Der Oberste Gerichtshof hat durch den Vizepräsidenten Dr. Gerstenecker als Vorsitzenden sowie die Hofräte Univ.-Prof. Dr. Bydlinski, Dr. Fichtenau, Dr. Grohmann und Dr. E. Solé als weitere Richter in der Sachwalterschaftssache des Boris S*****, infolge außerordentlichen Revisionsrekurses des Betroffenen, vertreten durch Saxinger Chalupsky & Partner Rechtsanwälte GmbH, gegen den Beschluss des Landesgerichts für Zivilrechtssachen Wien vom 2. Dezember 2008, GZ 44 R 567/08w-15, mit dem der Beschluss des Bezirksgerichts Döbling vom 17. September 2008, GZ 1 P 48/08v-9, bestätigt wurde, in nichtöffentlicher Sitzung den Beschluss

gefasst:

 

Spruch:

Dem Revisionsrekurs wird Folge gegeben.

Die Entscheidungen der Vorinstanzen werden aufgehoben.

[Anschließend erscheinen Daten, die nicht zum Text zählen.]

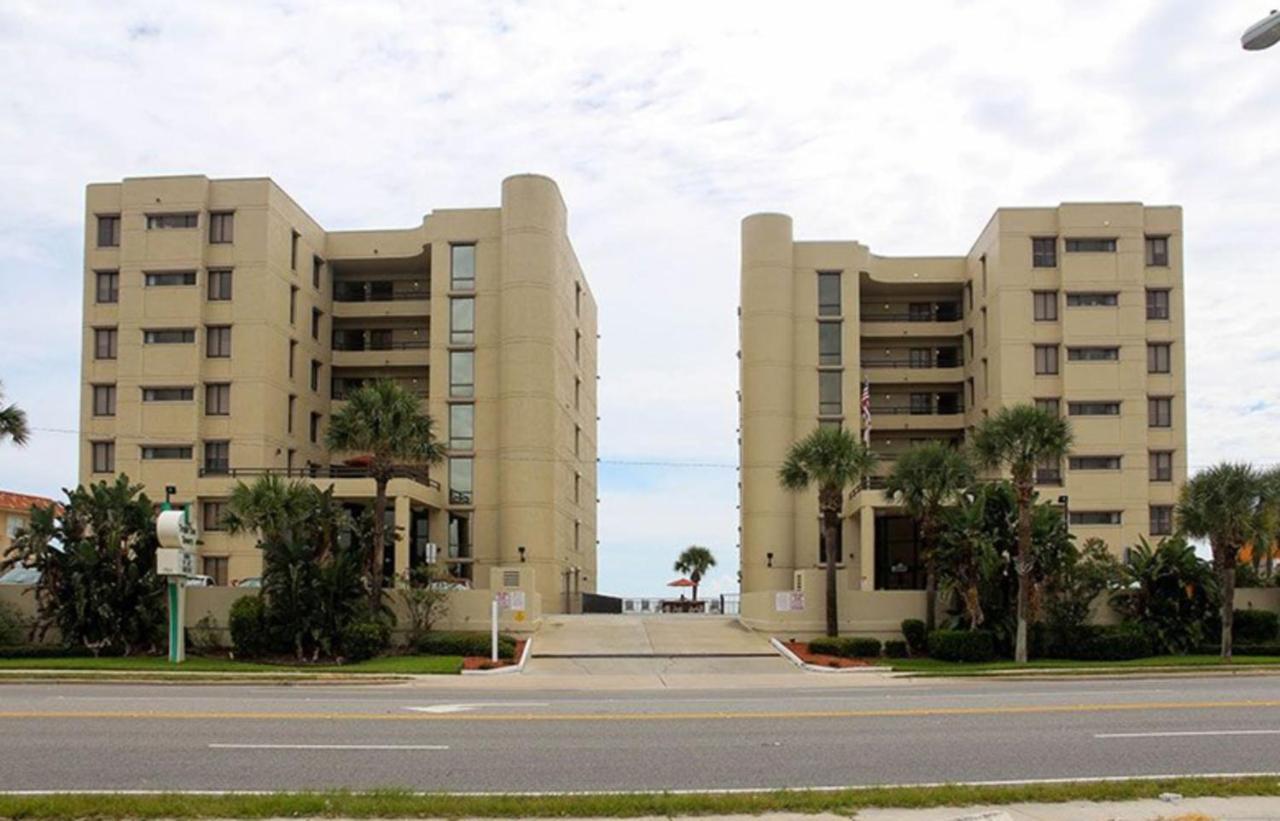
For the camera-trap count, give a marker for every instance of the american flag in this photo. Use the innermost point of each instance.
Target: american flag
(867, 413)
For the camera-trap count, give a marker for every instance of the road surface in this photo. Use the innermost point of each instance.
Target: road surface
(88, 737)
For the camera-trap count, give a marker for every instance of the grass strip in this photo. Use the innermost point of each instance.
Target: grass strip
(403, 804)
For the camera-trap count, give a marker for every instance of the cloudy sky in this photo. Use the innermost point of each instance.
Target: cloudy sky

Dem Erstgericht wird eine neuerliche Entscheidungsfällung - allenfalls nach Verfahrensergänzung - aufgetragen.

Text

Begründung

Aufgrund von Vorkommnissen in einem vom Kläger angestrengten sozialgerichtlichen Verfahren regte das Arbeits- und Sozialgericht Wien die Bestellung eines Sachwalters für den Betroffenen an. Dieser verweigere die erforderliche Mitwirkung am Verfahren durch Weiterleitung von Unterlagen des israelischen Versicherungsträgers, wobei er geäußert habe, er habe Angst vor den israelischen Behörden und wolle deshalb diesen seine Adresse nicht zur Verfügung stellen. Nach einer Erstanhörung bestellte das Erstgericht für den Betroffenen einen Rechtsanwalt zum Verfahrenssachwalter und zum einstweiligen Sachwalter für die Vertretung vor Gericht, insbesondere im anhängigen sozialgerichtlichen Verfahren, und beauftragte weiters einen neurologischen und psychiatrischen Sachverständigen mit der Erstattung eines Gutachtens über den psychischen Gesundheitszustand des Betroffenen sowie darüber, ob er allenfalls nicht im Stande sei, seine Angelegenheiten ohne Gefahr eines Nachteils für sich selbst zu besorgen. Zur Begründung führte das Erstgericht im Wesentlichen aus, dass der Betroffene bei der Erstanhörung in persönlicher, örtlicher und zeitlicher Hinsicht gut orientiert gewesen sei und über Befragung über seine persönlichen Verhältnisse berichtet habe. Eine Verfahrensfortsetzung sei vom Ergebnis der Erstanhörung abhängig, in deren Verlauf sich der Richter einen Eindruck von einem Betroffenen zu verschaffen habe. Aufgrund der Erstanhörung könne nicht ausgeschlossen werden, dass der Betroffene für die genannten Angelegenheiten die Hilfestellung eines einstweiligen Sachwalters benötige. Es werde die Aufgabe des Gerichtsgutachters sein, abzuklären, ob und allenfalls in welchem Ausmaß Leistungsdefizite bestehen.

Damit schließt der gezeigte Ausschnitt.